When it finally came, the gender marker still did not reflect who I am. That single mismatch turns everyday life into a series of barriers.

One card determines whether you can open a bank account, access M-Pesa, get formal employment, enrol in higher learning, travel on the SGR or by air, receive health services, pay taxes, hold a driver’s licence, access national health insurance, or even enter certain buildings.

Without an ID that aligns with who you are, each of these becomes a protracted negotiation, a risk or a flat denial.

The right to identity is the door through which all other rights become real.
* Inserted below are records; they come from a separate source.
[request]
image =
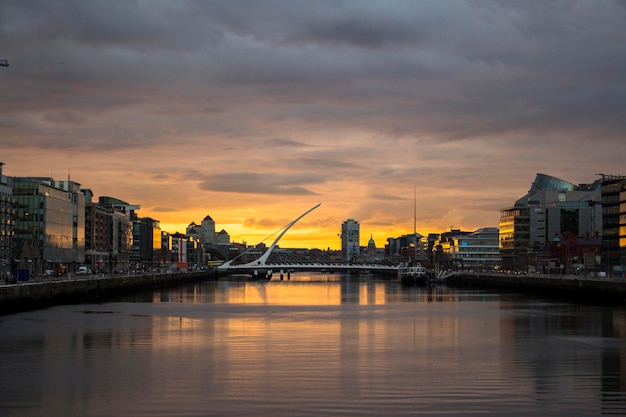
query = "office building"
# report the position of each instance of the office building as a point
(551, 208)
(49, 216)
(6, 226)
(350, 235)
However, for many transgender Kenyans, that door is kept locked.

Without accurate documents, people are pushed out of economic opportunity, essential services, education, safety and democratic participation.

It is a quiet form of disenfranchisement that rarely appears in national conversations about elections, but it shapes the daily lives of thousands.
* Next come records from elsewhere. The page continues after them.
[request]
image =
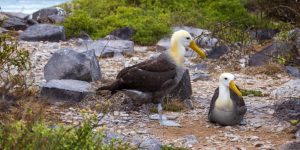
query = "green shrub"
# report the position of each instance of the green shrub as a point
(80, 21)
(14, 64)
(152, 19)
(101, 18)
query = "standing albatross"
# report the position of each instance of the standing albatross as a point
(227, 106)
(153, 79)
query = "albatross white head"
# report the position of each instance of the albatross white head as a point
(226, 82)
(179, 42)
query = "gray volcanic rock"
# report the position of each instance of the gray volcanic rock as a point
(65, 90)
(2, 30)
(69, 64)
(294, 37)
(290, 146)
(107, 48)
(150, 144)
(263, 34)
(16, 14)
(56, 18)
(273, 51)
(15, 23)
(294, 71)
(44, 32)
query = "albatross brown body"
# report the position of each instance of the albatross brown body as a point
(156, 77)
(151, 80)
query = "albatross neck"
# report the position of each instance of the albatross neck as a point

This context is why transgender people have spent years in courtrooms seeking recognition that should have been available through straightforward administrative processes.

A landmark moment came in August this year, when the High Court in Eldoret delivered a decision in Petition E15 of 2019 before Justice Reuben Nyakundi.

The case was filed on behalf of SC, a transgender woman arrested on allegations of personation. Once officers discovered she was transgender, the situation quickly became violent and degrading.

She was placed in a men’s cell, verbally and physically assaulted, and nearly stripped before an officer intervened, only to place her alone in a corridor where harassment continued.

Her ordeal continued at Moi Teaching and Referral Hospital, where she was taken so that doctors could “determine” her gender. Without her consent, her blood was taken by force. She was stripped in full view of patients, nurses, doctors, officers and strangers. She was examined and humiliated.

When the matter reached the High Court, the legal question centred on whether her constitutional rights had been violated. The court agreed.

For the first time, a Kenyan court expressly recognised the petitioner as a transgender person and affirmed the right of transgender people to self-identify.

Justice Nyakundi also called on other arms of government to act decisively to ensure administrative practices align with constitutional protections to accommodate transgender persons.

That judgment should have been a turning point, but months later, very little has changed because the institutions responsible for its implementation have not translated it into action.

As we approach the general election – and even the November 27 by-elections – we must confront the uncomfortable reality that entire groups can be legally acknowledged yet still practically excluded.

This brings me back to the ongoing push for voter registration. If identity documents remain out of reach or inaccurate for transgender Kenyans, then the right to vote cannot be realised.

Is this regime keen to ensure that minority communities are not left behind? Is it pushing the IEBC and other state bodies to guarantee that every Kenyan can participate fully and freely in our democracy?

The right to have rights should never depend on whether your ID reflects your true gender. Recognition is not an indulgence the state grants. It is the foundation of belonging and participation.

Until every Kenyan can access accurate identity documents and exercise their rights without fear, our democracy remains incomplete.